Firstly, let us note the plan. God’s plan for the early church was quite clear. “And they continuing daily with one accord in the temple and breaking bread from house to house, did eat their meat with gladness and singleness of heart” (Acts 2:46). Notice some of the elements of this plan. Their fellowship was frequent: “And they continuing daily…” This could quite possibly be one of the clearest reasons why some congregations never experience the beauty of real fellowship; they are simply never together. Our meeting together for worship and Bible class can never achieve the closeness that meeting together daily can bring. How can we really know and love one another if we simply just cross paths on Sunday?

Their fellowship was also friendly: “with one accord… with gladness and singleness of heart.” It was an enjoyable experience for these Christians to be together. They were not cliquish, clamoring or contentious. Bad attitudes, fighting and feuding all hinder the enjoyment of being together.

Their fellowship was also focused: “in the temple and breaking bread from house to house…” Their eating together (“breaking bread from house to house”) was a direct result of their worshipping together (“in the temple”). Worship should draw us close to God and close to each other. Closeness to each other is often expressed through sharing food and time together. God’s plan for His church is for us to be united and to spend precious time together.

Secondly, let us understand the portrayal. “Fellowship” is portrayed in various Bible descriptions. Fellowship is all about being “fellowcitizens.” “Now therefore ye are no more strangers and foreigners, but fellowcitizens with the saints, and of the household of God” (Ephesians 2:19). Fellowcitizens portrays the idea of belonging together. Fellowship is all about being “fellow soldiers.” “And to our beloved Apphia and Archippus our fellow soldier…” (Philemon 2). Fellow soldiers portrays the idea of battling together. Fellowship is all about being “fellow helpers” (3 John 8). Fellow helpers portrays the idea of benefiting together. Fellowship is all about being “fellow workers.” Paul reminded the church in Colosse of this important fact (Colossians 4:11). Fellow workers portrays the idea of being busy together. Fellowship is also all about being “fellow heirs” (Ephesians 3:6; Romans 8:17). Fellow heirs certainly portrays the idea of being blessed together eternally. Christians, who are in fellowship with God and each other, have an inheritance awaiting them! Each portrayal of fellowship shows that we are in this life together to accomplish a common goal.

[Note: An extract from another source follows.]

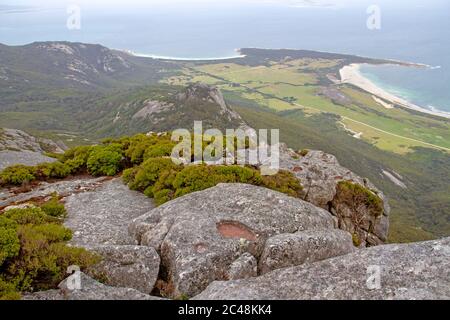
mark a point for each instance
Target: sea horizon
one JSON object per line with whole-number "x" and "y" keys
{"x": 214, "y": 32}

Lastly, let us see the power. True biblical fellowship empowers and encourages our faith. We were not created to be alone – to be islands. The power of fellowship is seen in faithfulness. When we are joined together the way God intended, we help each other to remain faithful. A lion is much more effective in taking down a lone antelope compared to a whole herd. Our spiritual lion (1 Peter 5:8) is much more effective at stopping a single Christian compared to one who is with the herd every day (Ecclesiastes 4:9-12). The power of fellowship is seen in forgiveness. When we are close, as the family of God should be, it is much easier to forgive one another when we sin (Ephesians 4:32). Often, grudges and hateful attitudes are held for years, simply because we do not know and love one another properly. The power of fellowship is seen in fortune. True biblical fellowship is like finding a spiritual fortune! Sadly, many Christians never find this fortune. Far too many Christians are disconnected and never really tie in with the family of God, and thus, they never really experience the fortune that is found in true biblical fellowship.

God’s plan for the New Testament church was never made up of people simply rubbing shoulders on Sunday. Fellowship in Christ is a camaraderie, companionship and closeness that is a foretaste of Heaven itself. If our fellowship here on earth is not right, we will never enjoy fellowship in eternity. May we each do our part to fulfill God’s plan for our fellowship in Christ. May we each daily live the portrayals of biblical fellowship, and may each Christian experience the power and beauty of our fellowship in Christ Jesus. Could it be said of us, “And they continuing daily…”? Think about it!